The designation presents several benefits for Imugene, including tax credits, possible grant funding, waiver of specific fees and seven years of market exclusivity once VAXINIA receives FDA approval.
"Receiving Orphan Drug Designation from the FDA is a major milestone for us. It reflects the potential of VAXINIA to address the urgent need for new treatments for cholangiocarcinoma, a disease with limited therapeutic options," Imugene managing director and CEO Leslie Chong said.
"We are excited to continue advancing this program, which has already shown meaningful clinical responses in patients."
ODD is a big deal
Generally, speaking orphan drug designation is a big deal.
It offers a range of valuable incentives to support the development of treatments for rare diseases. As reflected by Imugene’s designation, benefits include tax credits for qualified clinical testing in humans, a waiver of the Prescription Drug User Fee—which currently approaches $3 million for new drug applications—and the potential for seven years of market exclusivity once the drug is approved.
In addition to these incentives, the Orphan Drug Act established the Orphan Product Grants Program, which provides financial assistance to promote the development of treatments targeting rare diseases or conditions.

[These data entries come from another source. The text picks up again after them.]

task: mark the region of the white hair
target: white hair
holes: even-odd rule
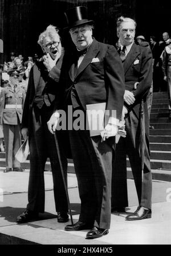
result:
[[[47,27],[46,30],[40,34],[38,43],[40,46],[43,46],[43,40],[45,37],[49,37],[51,39],[53,40],[56,34],[59,36],[58,32],[59,29],[57,27],[52,25],[50,25]]]
[[[121,16],[118,18],[117,20],[117,32],[119,31],[122,23],[128,22],[130,21],[134,23],[135,27],[137,26],[136,21],[134,19],[131,19],[131,18],[124,17],[123,16]]]

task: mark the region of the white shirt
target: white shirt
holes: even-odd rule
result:
[[[131,50],[131,47],[132,47],[132,45],[133,45],[133,44],[134,43],[134,42],[132,42],[132,44],[131,44],[130,45],[127,45],[126,46],[126,49],[125,49],[125,56],[127,57],[127,56],[128,54],[128,53],[129,53],[129,52],[130,52],[130,50]],[[123,47],[124,47],[124,46],[123,45],[121,45],[121,50],[123,50]]]
[[[92,41],[91,42],[91,44],[90,44],[88,45],[88,46],[87,47],[87,49],[88,49],[89,47],[91,46],[91,45],[92,43],[92,41],[93,41],[93,39],[92,40]],[[79,49],[77,48],[77,50],[79,51],[80,50],[79,50]],[[85,55],[85,53],[84,54],[81,55],[81,56],[80,56],[80,57],[79,57],[79,60],[78,60],[78,68],[79,68],[79,65],[80,65],[80,64],[81,64],[82,62],[83,61],[83,58],[84,58]]]

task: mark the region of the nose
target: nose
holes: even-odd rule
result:
[[[80,30],[79,30],[78,33],[78,37],[82,37],[82,36],[83,36],[82,32]]]
[[[127,35],[129,37],[131,35],[131,33],[130,33],[130,31],[129,30],[129,29],[127,31]]]
[[[51,45],[51,49],[55,49],[55,48],[56,48],[56,46],[55,46],[55,45],[54,45],[54,44],[53,45]]]

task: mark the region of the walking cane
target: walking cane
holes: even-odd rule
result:
[[[68,192],[68,188],[67,188],[66,183],[65,177],[64,177],[64,171],[63,171],[63,168],[61,157],[60,157],[60,151],[59,151],[59,144],[58,144],[56,134],[55,132],[54,133],[54,137],[55,137],[55,141],[56,148],[56,151],[57,151],[57,155],[58,156],[59,165],[60,165],[60,171],[61,171],[61,174],[62,176],[63,182],[63,184],[64,184],[64,188],[65,188],[65,191],[66,191],[66,195],[67,195],[67,202],[68,202],[68,204],[69,212],[70,212],[70,215],[71,217],[71,224],[72,224],[72,225],[74,225],[71,205],[70,205],[70,199],[69,199]]]

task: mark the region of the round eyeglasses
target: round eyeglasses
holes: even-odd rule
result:
[[[58,47],[59,44],[60,43],[60,38],[59,42],[50,42],[48,44],[47,44],[47,45],[44,45],[45,47],[46,47],[47,49],[50,49],[52,46],[54,45],[55,47]]]

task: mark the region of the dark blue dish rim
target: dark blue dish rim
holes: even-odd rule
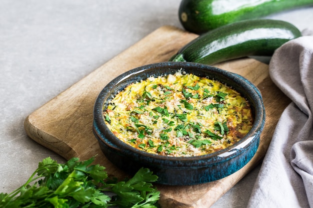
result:
[[[106,125],[103,118],[102,111],[108,104],[108,101],[131,83],[146,79],[152,75],[160,76],[174,73],[179,70],[219,80],[228,86],[232,86],[242,95],[246,97],[250,102],[254,114],[254,122],[252,129],[244,137],[232,146],[214,153],[195,157],[174,157],[148,153],[134,148],[116,138]],[[100,93],[94,104],[92,130],[102,151],[104,148],[109,149],[108,152],[110,154],[122,156],[122,159],[133,158],[142,165],[146,165],[150,168],[156,167],[156,171],[166,169],[174,170],[190,168],[203,169],[216,164],[222,166],[224,163],[228,161],[230,162],[230,160],[236,160],[236,157],[243,154],[238,157],[238,160],[240,160],[237,161],[239,165],[237,164],[236,168],[232,168],[234,170],[230,173],[232,173],[248,163],[255,154],[264,123],[265,110],[260,92],[256,86],[242,76],[203,64],[165,62],[146,65],[130,70],[118,76],[108,84]],[[244,153],[246,151],[252,152]],[[108,152],[104,150],[104,153],[108,155]],[[249,155],[248,157],[248,155]],[[109,160],[112,158],[110,155],[106,156],[108,156],[107,157],[109,158]],[[112,160],[114,160],[114,159]],[[120,164],[118,166],[121,168]],[[121,168],[126,171],[128,169],[127,167]],[[215,180],[226,176],[220,176],[213,178]],[[208,181],[210,180],[208,180]],[[205,180],[202,181],[201,183],[206,182]],[[190,183],[196,184],[199,183],[198,182],[188,182],[188,184]],[[172,182],[171,183],[172,184]],[[168,184],[166,182],[162,183],[162,181],[160,183]]]

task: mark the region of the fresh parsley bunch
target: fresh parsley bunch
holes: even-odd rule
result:
[[[74,158],[58,164],[50,157],[39,163],[28,180],[10,194],[0,194],[0,208],[154,208],[160,192],[151,183],[158,177],[140,169],[130,179],[109,179],[105,167],[92,165],[92,157]]]

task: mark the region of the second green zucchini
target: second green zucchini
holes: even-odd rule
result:
[[[204,33],[182,47],[169,61],[212,65],[248,56],[272,56],[284,43],[300,36],[295,26],[284,21],[242,21]]]

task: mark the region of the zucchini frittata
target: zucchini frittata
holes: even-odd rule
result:
[[[248,101],[218,81],[180,71],[128,86],[104,110],[113,133],[150,153],[188,157],[212,153],[251,129]]]

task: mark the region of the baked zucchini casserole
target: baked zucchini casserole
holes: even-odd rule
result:
[[[174,157],[226,148],[254,122],[249,103],[232,87],[180,71],[129,85],[103,113],[106,125],[124,142]]]

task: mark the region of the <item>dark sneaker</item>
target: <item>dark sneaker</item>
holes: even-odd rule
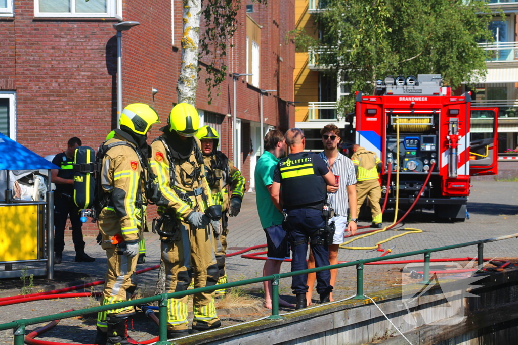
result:
[[[95,261],[94,258],[92,258],[83,252],[76,253],[76,262],[93,262]]]
[[[214,329],[220,327],[221,327],[221,321],[219,320],[210,326],[205,321],[196,321],[196,325],[193,325],[192,332],[193,333],[197,333],[198,332],[203,332],[209,329]]]
[[[327,303],[327,302],[331,302],[329,298],[329,292],[327,293],[323,293],[319,295],[320,296],[320,303]]]
[[[301,309],[308,306],[308,300],[306,298],[306,293],[297,294],[297,304],[295,306],[296,310]]]
[[[167,340],[177,339],[182,337],[186,337],[189,335],[189,329],[180,329],[180,331],[167,330]]]
[[[54,256],[54,264],[61,265],[61,260],[63,259],[63,253],[56,253]]]

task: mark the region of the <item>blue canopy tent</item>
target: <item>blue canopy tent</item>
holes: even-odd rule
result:
[[[22,222],[25,220],[24,218],[25,217],[22,215],[19,214],[17,211],[17,206],[23,207],[25,206],[26,207],[34,205],[39,206],[40,205],[45,205],[46,207],[46,212],[47,215],[47,221],[46,222],[46,228],[47,230],[47,258],[42,259],[42,257],[41,256],[42,256],[42,254],[39,253],[39,251],[37,254],[37,257],[36,258],[30,258],[27,260],[6,259],[5,258],[8,258],[9,257],[13,257],[5,256],[3,260],[0,260],[3,261],[5,264],[4,270],[3,271],[0,271],[0,278],[12,278],[20,276],[20,274],[21,271],[20,270],[13,271],[12,269],[12,263],[46,261],[46,270],[44,269],[35,269],[34,270],[30,269],[27,270],[27,273],[33,273],[34,274],[34,275],[42,275],[42,273],[45,272],[45,273],[47,274],[47,276],[48,279],[53,279],[54,193],[51,190],[50,177],[51,175],[50,170],[59,169],[60,169],[59,167],[52,164],[39,155],[33,152],[31,150],[24,147],[23,145],[19,144],[10,138],[0,133],[0,171],[6,171],[6,175],[7,181],[7,187],[5,192],[3,193],[4,196],[3,200],[4,203],[0,203],[0,206],[6,207],[12,207],[11,209],[9,209],[8,212],[6,213],[6,214],[9,215],[10,218],[9,218],[9,219],[4,220],[4,221],[10,221],[10,222],[9,223],[10,226],[12,226],[12,224],[14,224],[15,228],[21,228],[23,230],[22,227],[16,226],[19,225],[17,224],[17,223],[19,221],[20,224],[22,224]],[[15,201],[12,200],[12,191],[9,189],[9,173],[8,171],[39,170],[46,170],[49,171],[49,178],[47,181],[48,186],[46,201],[31,201],[30,202],[23,202],[18,200]],[[37,206],[36,207],[37,207]],[[18,207],[18,208],[21,208],[21,207]],[[39,206],[39,207],[41,206]],[[38,214],[39,216],[39,213],[37,212],[36,213]],[[27,218],[28,218],[28,216],[27,216]],[[37,220],[37,221],[38,222],[38,223],[39,224],[39,221]],[[7,227],[5,227],[6,228]],[[37,236],[38,236],[38,238],[39,238],[39,236],[42,236],[42,233],[41,232],[45,231],[45,229],[39,229],[39,226],[37,226]],[[2,230],[2,229],[0,229],[0,230]],[[7,232],[7,230],[9,230],[9,231]],[[17,234],[15,233],[15,230],[16,229],[12,229],[12,231],[10,231],[11,229],[3,229],[3,230],[4,231],[6,231],[6,232],[4,234],[4,236],[2,236],[3,238],[8,237],[9,236],[11,237],[6,238],[4,239],[6,244],[8,243],[10,243],[9,246],[5,244],[6,247],[8,248],[8,250],[10,250],[13,251],[17,251],[19,250],[19,248],[17,248],[16,247],[18,243],[23,243],[23,241],[25,241],[25,238],[23,240],[21,239],[22,236],[28,236],[28,235],[27,235],[28,233],[36,233],[35,231],[31,232],[31,229],[26,229],[26,231],[23,231],[23,232],[21,232],[19,234]],[[31,237],[30,239],[34,240],[33,237],[34,236]],[[0,244],[2,244],[0,243]],[[5,252],[6,248],[4,249],[4,250],[3,251]],[[38,251],[39,250],[39,249],[38,248]],[[34,272],[32,271],[34,271]],[[45,274],[45,273],[44,273],[44,274]]]

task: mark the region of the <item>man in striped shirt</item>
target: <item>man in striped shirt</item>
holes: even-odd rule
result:
[[[329,246],[329,261],[331,265],[338,263],[338,249],[339,245],[343,242],[346,228],[349,233],[356,233],[356,172],[354,164],[350,159],[340,154],[337,149],[340,143],[340,130],[335,125],[329,124],[320,130],[324,144],[324,151],[319,155],[327,163],[331,171],[335,174],[336,184],[335,186],[327,186],[327,202],[335,210],[336,215],[329,219],[329,222],[335,222],[336,230],[333,244]],[[347,208],[349,206],[351,212],[351,220],[347,222]],[[310,252],[308,261],[308,268],[314,267],[314,259]],[[331,270],[331,285],[335,286],[338,269]],[[314,273],[308,275],[308,286],[309,289],[306,295],[308,305],[311,304],[311,294],[314,285]],[[333,301],[333,294],[329,296]]]

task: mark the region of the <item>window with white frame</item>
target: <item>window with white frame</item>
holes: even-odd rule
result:
[[[0,91],[0,133],[16,140],[16,108],[14,92]]]
[[[122,19],[122,0],[34,0],[34,15]]]
[[[13,0],[0,0],[0,17],[12,17]]]
[[[261,65],[261,55],[259,44],[252,41],[252,85],[259,87],[259,66]]]

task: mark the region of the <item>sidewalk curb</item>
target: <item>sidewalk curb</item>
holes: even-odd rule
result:
[[[76,280],[75,281],[71,281],[68,283],[58,283],[55,284],[51,284],[50,285],[36,286],[31,289],[31,291],[29,293],[45,292],[47,291],[51,291],[53,290],[59,290],[60,289],[64,289],[65,288],[70,288],[70,287],[76,286],[76,285],[81,285],[82,284],[88,284],[89,283],[97,281],[97,280],[103,280],[103,279],[104,278],[101,278],[100,279],[99,279],[99,278],[94,277],[90,277],[85,278],[81,280]],[[20,294],[21,292],[21,291],[18,289],[11,289],[10,290],[6,290],[0,292],[0,297],[10,297],[11,296],[18,296]]]

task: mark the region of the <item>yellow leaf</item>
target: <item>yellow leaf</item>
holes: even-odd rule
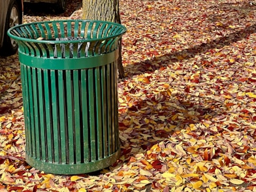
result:
[[[199,176],[199,174],[196,174],[196,173],[190,173],[190,174],[184,174],[182,176],[182,177],[184,178],[195,178],[195,177],[197,177]]]
[[[165,172],[163,174],[162,176],[165,178],[173,178],[175,176],[175,174],[172,174],[168,172]]]
[[[223,24],[221,22],[217,22],[216,24],[216,26],[222,26],[222,25],[223,25]]]
[[[193,183],[193,188],[194,189],[198,189],[202,185],[202,181],[198,181],[196,182],[195,183]]]
[[[151,172],[142,169],[142,168],[140,170],[140,174],[141,175],[147,176],[152,176],[152,174],[151,173]]]
[[[206,122],[202,123],[202,124],[204,124],[204,125],[205,126],[205,127],[208,128],[210,126],[210,124],[206,123]]]
[[[232,179],[230,180],[231,183],[236,185],[241,185],[244,183],[244,181],[238,179]]]
[[[206,178],[205,176],[202,176],[202,180],[204,182],[204,183],[207,183],[209,179]]]
[[[229,59],[229,62],[234,63],[234,59],[233,58],[231,58],[231,59]]]
[[[248,95],[250,98],[256,98],[256,95],[253,94],[253,93],[246,93],[246,95]]]
[[[213,177],[212,176],[211,176],[210,174],[208,174],[207,173],[204,173],[204,175],[210,181],[213,182],[217,182],[217,179],[214,177]]]
[[[182,179],[182,178],[180,176],[177,175],[177,176],[175,177],[175,178],[176,178],[176,182],[175,183],[175,185],[176,185],[176,186],[178,186],[178,185],[180,185],[181,184],[182,184],[182,182],[183,182],[183,179]]]
[[[80,180],[81,178],[80,177],[78,177],[78,176],[72,176],[71,178],[71,182],[75,182],[75,181],[76,181],[76,180]]]
[[[151,184],[151,182],[150,182],[149,180],[141,180],[140,183],[144,184]]]
[[[215,188],[217,187],[217,184],[214,182],[211,182],[209,185],[210,189],[212,189],[213,188]]]
[[[174,36],[172,36],[172,38],[180,38],[182,37],[182,36],[180,36],[180,35],[179,34],[176,34]]]
[[[5,121],[6,120],[7,120],[7,118],[5,118],[5,116],[0,117],[0,122],[3,122],[3,121]]]

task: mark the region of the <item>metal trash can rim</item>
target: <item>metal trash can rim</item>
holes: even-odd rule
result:
[[[93,39],[80,39],[79,40],[56,40],[55,39],[49,40],[49,39],[29,39],[25,38],[22,37],[19,37],[17,35],[13,35],[11,31],[14,31],[16,29],[20,29],[22,27],[29,26],[31,25],[37,25],[40,24],[52,24],[52,23],[57,23],[57,22],[93,22],[93,23],[102,23],[102,24],[111,24],[113,25],[116,25],[116,27],[122,29],[121,31],[119,31],[117,34],[114,35],[109,35],[106,36],[101,38],[93,38]],[[68,44],[68,43],[79,43],[79,42],[93,42],[95,40],[104,40],[108,39],[113,39],[117,37],[120,37],[120,35],[124,34],[127,31],[127,29],[123,25],[117,24],[113,23],[110,22],[105,22],[105,21],[101,21],[101,20],[54,20],[54,21],[44,21],[44,22],[32,22],[32,23],[27,23],[24,24],[18,25],[14,26],[10,28],[8,31],[7,34],[10,37],[14,40],[18,40],[21,41],[25,41],[25,42],[36,42],[36,43],[42,43],[42,44]]]

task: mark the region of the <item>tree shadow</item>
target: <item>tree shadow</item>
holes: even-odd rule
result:
[[[29,16],[59,16],[67,17],[71,16],[76,10],[82,7],[82,0],[67,0],[66,9],[63,13],[57,13],[55,5],[52,3],[24,3],[24,14]]]
[[[184,93],[170,96],[165,93],[154,95],[135,102],[127,111],[120,112],[121,155],[125,159],[121,163],[129,162],[131,157],[136,153],[146,153],[153,145],[175,136],[182,129],[193,130],[194,126],[202,129],[202,131],[187,133],[195,138],[217,133],[216,130],[207,129],[207,125],[204,125],[214,118],[221,118],[227,114],[227,107],[210,97],[199,96],[191,101],[187,96]]]
[[[225,46],[231,45],[232,43],[249,37],[251,34],[255,33],[256,33],[256,24],[248,26],[245,29],[217,38],[207,43],[202,43],[199,45],[196,45],[181,51],[169,53],[160,57],[152,57],[150,60],[127,65],[125,67],[125,71],[127,72],[127,76],[151,73],[161,67],[165,67],[167,65],[171,65],[172,63],[193,58],[197,55],[208,52],[214,48],[219,49]],[[181,57],[182,59],[179,60],[178,58]],[[200,63],[199,65],[199,67],[200,67]],[[130,69],[133,69],[133,70],[129,70]],[[131,73],[129,72],[130,71],[134,72]]]

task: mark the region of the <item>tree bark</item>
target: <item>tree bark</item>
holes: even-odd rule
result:
[[[106,21],[121,24],[118,0],[83,0],[83,19]],[[121,40],[119,45],[119,77],[124,78],[121,59]]]

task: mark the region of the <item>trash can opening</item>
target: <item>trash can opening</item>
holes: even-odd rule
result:
[[[73,58],[116,50],[126,28],[93,20],[49,21],[15,26],[8,31],[19,52],[33,57]]]

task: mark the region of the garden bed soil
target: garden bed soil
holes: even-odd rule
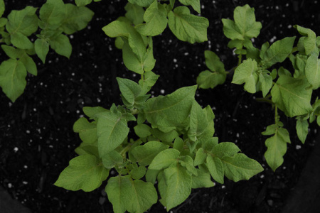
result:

These measures are designed to encourage innovation and investment in areas of unmet medical need.
Promising results
Imugene's ODD application was backed by preclinical and clinical data from its ongoing Phase 1 MAST (Metastatic Advanced Solid Tumours) trial, which is evaluating the safety and effectiveness of VAXINIA. Early results from the trial are promising, with one cholangiocarcinoma patient experiencing a complete response and another achieving stable disease post-treatment.
The MAST trial is currently in its dose-escalation phase, where VAXINIA is administered either as a monotherapy or alongside checkpoint inhibitors. This trial has been expanded to include an additional cohort of 10 patients with bile duct cancers, including cholangiocarcinoma.
Cholangiocarcinoma, a rare cancer originating in the bile ducts, typically has a poor prognosis and demonstrates resistance to standard treatments such as chemotherapy and immunotherapy. Imugene's novel oncolytic virotherapy, VAXINIA, is engineered to selectively attack and eliminate cancer cells, while simultaneously triggering an immune response against the tumour.